幸福感の限界とセミリタイア生活

世帯年収1500万円と幸福感の関係

世帯年収が1500万円に達すると、
それ以上収入が伸びても幸福感が増えないというデータがあるらしい。

限界効用の逓減という現象らしいが、
この金額は現役世代の収入のため、
リタイア後の生活に当てはめて考えてみる。

リタイア後の生活コストと支出

現役時代は住宅ローンや教育資金、貯蓄や保険など費用がかさむ。

これらの金額をそれぞれ15万円、3支出合計でざっくりと月45万円と仮定する。

手取りの給与からこれらを差し引くと、
自由に使えるお金が月45万円位となる。

令和元年の調査によると、65歳以上の高齢者世帯(夫婦2人)の平均生活費は22万円で、「ゆとりのある生活のためには、あといくら必要か」という質問に対する平均が14万円だったそうだ。

これを合計すると36万円となるので、
確かに月に45万円あれば
「これぐらいの収入があれば幸せだ」
という金額だろう。

しかし、これだけの金額があっても、
贅沢三昧ができるという金額ではないので
支出のコントロールは必要だ。

節約が重要という意味ではなく、
基本的な生活コストを低めに維持するのが大事だと思っている。

セミリタイア生活の理想と現実

私の持論は「生活固定費のレベルを下げる」という考えだ。

贅沢や予想外の出費があってもなくても、
毎月確実に支払わなければならない費用が生活固定費だ。

この部分はできるだけ低く抑え、
その上で自分のメンタルを保つための贅沢や交際費を自由に使うことができるのが安定したリタイア生活だと考えている。

セミリタイアを始めて10年以上になるが、
収入や支出のコントロールでは、
色々と失敗を重ねている。

最大の失敗は「カタチから入って固定費が高止まりした」という失敗だ。

2011年から海外セミリタイア生活を始め、
自分なりに「住みやすい街」と「働きやすい環境」を探してきた。

自分なりの
「海外セミリタイア生活の理想像」
のようなものがあり、
それを実現しようと頑張ってきた。

理想のスタイルというのは、「毎月、ビジネスクラスで日本と海外を往復し、メイドのいる高級コンドミニアムに住み、高層ビルに眺めの良いオフィスを構え、秘書とお抱えの運転手を雇う」という壮大な夢だ。
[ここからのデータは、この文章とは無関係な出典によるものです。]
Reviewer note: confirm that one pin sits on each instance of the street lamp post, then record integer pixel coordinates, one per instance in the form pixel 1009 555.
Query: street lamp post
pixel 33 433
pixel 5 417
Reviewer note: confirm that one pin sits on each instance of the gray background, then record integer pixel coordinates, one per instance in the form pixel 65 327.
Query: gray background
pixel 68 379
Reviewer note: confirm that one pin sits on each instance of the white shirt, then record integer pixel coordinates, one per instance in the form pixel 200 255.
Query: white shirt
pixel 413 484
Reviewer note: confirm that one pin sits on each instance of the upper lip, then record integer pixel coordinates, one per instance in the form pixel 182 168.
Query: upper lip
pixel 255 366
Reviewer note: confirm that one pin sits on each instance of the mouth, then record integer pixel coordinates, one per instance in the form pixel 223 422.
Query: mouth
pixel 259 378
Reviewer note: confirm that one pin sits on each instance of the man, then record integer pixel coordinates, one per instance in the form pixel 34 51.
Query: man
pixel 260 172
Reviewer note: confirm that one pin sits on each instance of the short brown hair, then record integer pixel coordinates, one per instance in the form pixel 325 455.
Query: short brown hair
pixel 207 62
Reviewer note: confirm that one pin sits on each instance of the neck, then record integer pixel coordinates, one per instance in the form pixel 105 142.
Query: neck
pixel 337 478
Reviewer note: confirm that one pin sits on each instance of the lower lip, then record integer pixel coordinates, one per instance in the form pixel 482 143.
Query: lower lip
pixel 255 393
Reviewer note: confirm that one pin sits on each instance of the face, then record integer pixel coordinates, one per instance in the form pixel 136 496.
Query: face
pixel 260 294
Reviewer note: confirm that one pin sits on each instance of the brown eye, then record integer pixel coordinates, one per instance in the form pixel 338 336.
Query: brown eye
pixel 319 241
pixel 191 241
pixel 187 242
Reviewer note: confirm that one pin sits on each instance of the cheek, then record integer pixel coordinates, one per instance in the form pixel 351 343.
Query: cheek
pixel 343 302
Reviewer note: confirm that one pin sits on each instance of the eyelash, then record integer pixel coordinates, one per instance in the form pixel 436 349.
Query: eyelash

(°▽°)

そして、私はこれを実現した。

2017年から20 22年までの足掛け5年間、
実際にこの生活をしていた。

マイルの達人なのでビジネスクラスに乗るのは殆ど費用がかからないし、すでに日本には秘書がいる。

秘書を雇っているというと大会社のように聞こえるが、私の場合はミニマムカンパニーという考えで「プレイヤー1人+秘書1人」という最小規模のマイクロカンパニーだ。

お抱えの運転手を雇うというのも、
配車アプリ・Grabの予約機能を使って
「好きなときにハイヤーを呼ぶ」
という形で実現した。

海外で暮らす場合、掃除や洗濯、買い出しなどの面でメイドさんを雇うと生活が格段に充実する。

週一回来てもらうだけなら、1回あたりは、
1000バーツ(約4000円)も払えば充分だ。

大都市中心部の駅から徒歩数分の場所にある外国人向け高級コンドミニアムでも、
35平米程度のスタジオタイプであれば2〜3万バーツ (8〜12万円)で借りることができる。

だから「高層ビルに眺めの良いオフィスを構えいる」という部分以外は、
ごく普通の生活なので、
別に驚く事でも何でもない。

エアビー事業とコロナの影響

その頃に手がけていたエアビーの民泊事業が予想外に好調で、憧れの「眺めの良いオフィス」を手に入れることができた。

場所はバンコクに住んでいる人なら誰でも知っているインターチェンジタワーの33階で、2022年にAPEC首脳会議の会場に隣接する大きな公園を見下ろすことができる絶好のオフィスだった。

オフイスからの眺め

これはオランダに本拠地を置くRegus(リージャス)というレンタルオフィス世界最大手の会社が提供しているもので、月極でオフィスをレンタルすることができる。

もちろん会社登記もできるし、様々な秘書サービスも付いており、日本の上場企業の現地事務所もたくさん入居していた。

月3万バーツ(当時で10万円強)の家賃も、
事業が好調だった頃は苦にならなかったが、
コロナ禍の洗礼を受け、
あえなく撤退となってしまった。

コロナという人類史上誰も経験したことのない事態だったので、
自分の選択が失敗だったとは思わないのだが、
今振り返ってみると撤退の決断が遅かったことが失敗だったと反省している。

結果的には1年以上無駄な家賃を払っていたことになり、その総額を考えると今でも自己嫌悪にさいなまれる。